Certes, il est de notoriété publique que Netflix est en train d’investir dans l’acquisition de plusieurs studios et des équipes de développement avec de l’expérience. Mike Verdu avait déclaré que Netflix souhaitait travailler avec de grands talents du secteur du jeu vidéo pour élaborer des jeux exclusifs à la plateforme et destinés à des joueurs de tous les types et tous les niveaux. Le premier studio tombé dans son giron fut Night School studio, les créateurs d’Oxenfree, un excellent jeu à la X-Files qui, pour le coup, aurait parfaitement trouvé sa place dans la ligne éditoriale du N rouge…
En réalité, la démarche actuelle de Netflix soulève plusieurs problématiques connexes. Tout d’abord, où est-ce que Netflix va sur le long terme ? Est-ce que la firme va se contenter de produire du jeu mobile, des produits pour la plupart vite produits et vite consommés ? Ou est-ce qu’à terme, son but est de développer des titres sur grand écran, hors mobiles, sur PC, Smart TV ou autre. Dans ce cas, se pose alors la question de la compatibilité manette par exemple, ou du développement de plateformes de jeux spécifiques (ce qui ne semble pas être la volonté de la firme), ou de l’adaptation de leur plateforme actuelle. Enfin, sur quel modèle technique cela va fonctionner : est-ce qu’il s’agira de streaming ou de jeux en cloud ? Autre question autrement plus importante : en ce qui concerne la rémunération des auteurs, comment Netflix prévoit de rémunérer les studios qui auront signé avec eux ?

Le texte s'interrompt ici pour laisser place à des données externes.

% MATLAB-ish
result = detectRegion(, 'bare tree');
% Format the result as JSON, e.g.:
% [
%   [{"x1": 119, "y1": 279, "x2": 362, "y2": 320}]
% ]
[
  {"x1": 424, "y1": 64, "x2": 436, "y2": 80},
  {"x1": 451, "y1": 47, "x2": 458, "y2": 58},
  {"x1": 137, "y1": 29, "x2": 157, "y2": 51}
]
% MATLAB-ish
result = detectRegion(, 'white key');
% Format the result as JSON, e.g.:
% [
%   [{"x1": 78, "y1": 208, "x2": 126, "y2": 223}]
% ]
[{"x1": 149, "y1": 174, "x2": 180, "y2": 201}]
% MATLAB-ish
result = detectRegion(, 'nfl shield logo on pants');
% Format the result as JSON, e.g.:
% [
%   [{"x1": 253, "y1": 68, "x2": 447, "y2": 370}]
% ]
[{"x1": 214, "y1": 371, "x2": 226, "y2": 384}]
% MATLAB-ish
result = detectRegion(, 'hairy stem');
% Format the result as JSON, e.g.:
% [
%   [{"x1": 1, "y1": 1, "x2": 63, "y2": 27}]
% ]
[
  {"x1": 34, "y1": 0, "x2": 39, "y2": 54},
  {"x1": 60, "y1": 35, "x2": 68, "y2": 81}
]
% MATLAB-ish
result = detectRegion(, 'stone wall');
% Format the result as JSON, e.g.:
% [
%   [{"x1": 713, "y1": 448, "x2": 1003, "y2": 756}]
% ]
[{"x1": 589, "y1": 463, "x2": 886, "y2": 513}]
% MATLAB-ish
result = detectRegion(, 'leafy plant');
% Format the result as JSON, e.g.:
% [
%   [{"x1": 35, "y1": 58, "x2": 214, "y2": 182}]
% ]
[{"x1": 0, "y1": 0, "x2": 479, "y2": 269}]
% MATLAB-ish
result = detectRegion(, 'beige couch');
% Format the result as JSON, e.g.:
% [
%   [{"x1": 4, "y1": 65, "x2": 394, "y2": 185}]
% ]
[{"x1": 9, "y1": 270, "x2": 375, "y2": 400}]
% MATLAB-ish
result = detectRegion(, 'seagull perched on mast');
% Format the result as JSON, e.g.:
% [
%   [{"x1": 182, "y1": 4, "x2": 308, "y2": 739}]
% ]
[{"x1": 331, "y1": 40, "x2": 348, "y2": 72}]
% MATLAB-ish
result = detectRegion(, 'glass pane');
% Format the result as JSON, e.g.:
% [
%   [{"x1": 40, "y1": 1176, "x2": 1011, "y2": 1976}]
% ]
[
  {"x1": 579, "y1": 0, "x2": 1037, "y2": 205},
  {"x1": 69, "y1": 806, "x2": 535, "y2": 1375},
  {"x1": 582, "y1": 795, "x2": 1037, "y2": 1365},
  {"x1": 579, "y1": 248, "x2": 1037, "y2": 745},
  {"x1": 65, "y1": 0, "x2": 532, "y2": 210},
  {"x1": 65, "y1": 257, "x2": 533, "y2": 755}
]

Outre cet état des lieux, on peut également se demander si Netflix a vraiment sa place sur le terrain du jeu vidéo. Certes, cette industrie brasse des centaines de milliards de dollars par an et attire donc ceux qui veulent leur part du gâteau. Mais c’est aussi un domaine assez fermé, où peu de constructeurs arrivent à avoir leur part de cake, et où même de très grandes marques se sont cassé les dents en essayant de s’y incruster. Vous vous souvenez de la Pippin d’Apple ? Nous non plus.
On pense aussi au dernier fiasco en date : celui de Stadia. Le fait d’être l’une des entreprises les plus puissantes du marché n’a pas empêché Google de se louper totalement, et ce bien qu’ils aient signé de grands studios, aient a priori prévu des exclusivités et aient même une Jade Raymond enthousiasmée par la console… Mais cela n’a pas suffi, et Stadia n’a convaincu personne.
Est-ce que Netflix essaie d’y aller à tâtons pour ne pas réitérer le fiasco de Google ? Ou alors est-ce qu’ils ont lancé leur service trop tôt et qu’ils vont s’enfermer d’eux-mêmes dans un schéma de petits jeux-produits dérivés de leurs séries propriétaires ?
Officiellement, Netflix devrait se lancer sérieusement dans des « gros jeux » à compter de début 2022. Sauf que début 2022, c’est demain, et qu’on n’a aucune nouvelle d’une éventuelle grosse annonce ou d’un éventuel gros produit que Netflix pourrait mettre en avant pour inciter les joueurs à se tourner vers leur proposition de gaming. Séduire les gamers (au sens large, sans notion de « hardcore gamer » ou autres) est une affaire extrêmement compliquée. Difficile de penser qu’un Stranger Things façon 16 bits, ou qu’un « Squid Game The Game » (oui, c’était facile) puisse amener les joueurs attachés à leurs PlayStation, Xbox, PC ou Switch à allumer leur écran en se disant « je vais faire une petite partie de Netflix ».